I didn’t say the model gonna run on one chip of course. 70B needs ~300 chips (only for weights, fp8, just like they do, key value cache not included), 670B would need ~3000 chips, and in racks or not it’s very hard to set up such cluster for one model. There are reasons they still don’t have Llama 405B model.
The "reasons" are most likely because it's not cost-effective as what is effective at this point a tech demo, that first becomes cheap to run if you're actually going to use a decent portion of the capacity for a single model.
How many servers in one rack? Let's say 42. How many chips in one server? Let's say 8. It's 336 cards per rack - enough for fp8 70B model weights (and, maybe, kv cache if your requests aren't too long, but probably not really). You need 10 (!) racks to serve one (!) DeepSeek model weights. There is also massive amount complexity arises from operating so many nodes.
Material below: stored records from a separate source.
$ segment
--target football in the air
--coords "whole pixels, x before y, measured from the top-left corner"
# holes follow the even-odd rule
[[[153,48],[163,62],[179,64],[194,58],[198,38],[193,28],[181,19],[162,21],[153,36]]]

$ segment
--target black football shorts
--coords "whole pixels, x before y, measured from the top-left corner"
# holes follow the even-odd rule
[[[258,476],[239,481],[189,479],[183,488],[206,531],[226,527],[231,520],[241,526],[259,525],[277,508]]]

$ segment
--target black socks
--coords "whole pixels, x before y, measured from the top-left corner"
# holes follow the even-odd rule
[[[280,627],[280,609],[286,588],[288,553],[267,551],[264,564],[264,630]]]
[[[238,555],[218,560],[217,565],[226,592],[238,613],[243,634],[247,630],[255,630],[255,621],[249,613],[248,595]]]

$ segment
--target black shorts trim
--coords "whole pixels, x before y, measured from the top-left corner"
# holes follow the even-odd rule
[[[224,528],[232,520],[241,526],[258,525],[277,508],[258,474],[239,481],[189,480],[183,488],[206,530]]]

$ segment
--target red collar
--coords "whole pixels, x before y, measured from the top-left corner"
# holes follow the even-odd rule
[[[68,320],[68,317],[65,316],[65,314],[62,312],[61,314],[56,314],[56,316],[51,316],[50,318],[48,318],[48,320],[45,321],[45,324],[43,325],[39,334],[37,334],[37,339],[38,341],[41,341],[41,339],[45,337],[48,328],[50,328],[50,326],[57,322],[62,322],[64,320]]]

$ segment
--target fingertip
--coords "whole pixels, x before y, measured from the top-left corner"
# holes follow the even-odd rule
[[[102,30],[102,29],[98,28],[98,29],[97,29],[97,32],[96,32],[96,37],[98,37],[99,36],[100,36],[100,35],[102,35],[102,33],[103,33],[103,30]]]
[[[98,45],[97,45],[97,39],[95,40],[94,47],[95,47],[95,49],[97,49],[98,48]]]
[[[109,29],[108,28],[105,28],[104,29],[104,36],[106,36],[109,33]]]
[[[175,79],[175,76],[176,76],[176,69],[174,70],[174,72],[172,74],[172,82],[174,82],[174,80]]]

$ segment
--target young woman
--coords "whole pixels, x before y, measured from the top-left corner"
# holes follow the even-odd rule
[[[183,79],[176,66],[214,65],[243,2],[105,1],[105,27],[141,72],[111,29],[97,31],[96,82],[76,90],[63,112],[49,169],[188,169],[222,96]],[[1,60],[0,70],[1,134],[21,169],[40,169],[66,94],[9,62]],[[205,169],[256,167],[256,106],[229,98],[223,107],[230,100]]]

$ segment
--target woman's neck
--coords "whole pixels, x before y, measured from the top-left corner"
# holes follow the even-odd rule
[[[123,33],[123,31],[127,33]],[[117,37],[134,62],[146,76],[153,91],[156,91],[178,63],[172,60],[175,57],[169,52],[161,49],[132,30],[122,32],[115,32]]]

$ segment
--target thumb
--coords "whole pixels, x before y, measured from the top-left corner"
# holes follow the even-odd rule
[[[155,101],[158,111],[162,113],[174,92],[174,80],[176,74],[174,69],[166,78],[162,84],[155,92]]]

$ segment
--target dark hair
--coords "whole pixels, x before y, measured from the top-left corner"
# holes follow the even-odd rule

During short time when Groq hardware appeared on the market it was costing 20K per card. It's 60 mln (!) per 1 Deepseek model. You need absolutely crazy amount of load to justify those costs, and, most likely, you will need massive amount additional nodes to handle KV cache of those requests.
Yes, you need a crazy amount of load for them to make sense. But when you're seeing providers build out whole data centres at a cost of billions, there you have their market.
This is a market where several large Nvidia customers are designing their own chips (e.g. Meta, Amazon, Google) because they're at a scale where it makes sense to try.
Whether it's a market that lets Groq be successful remains to be seen.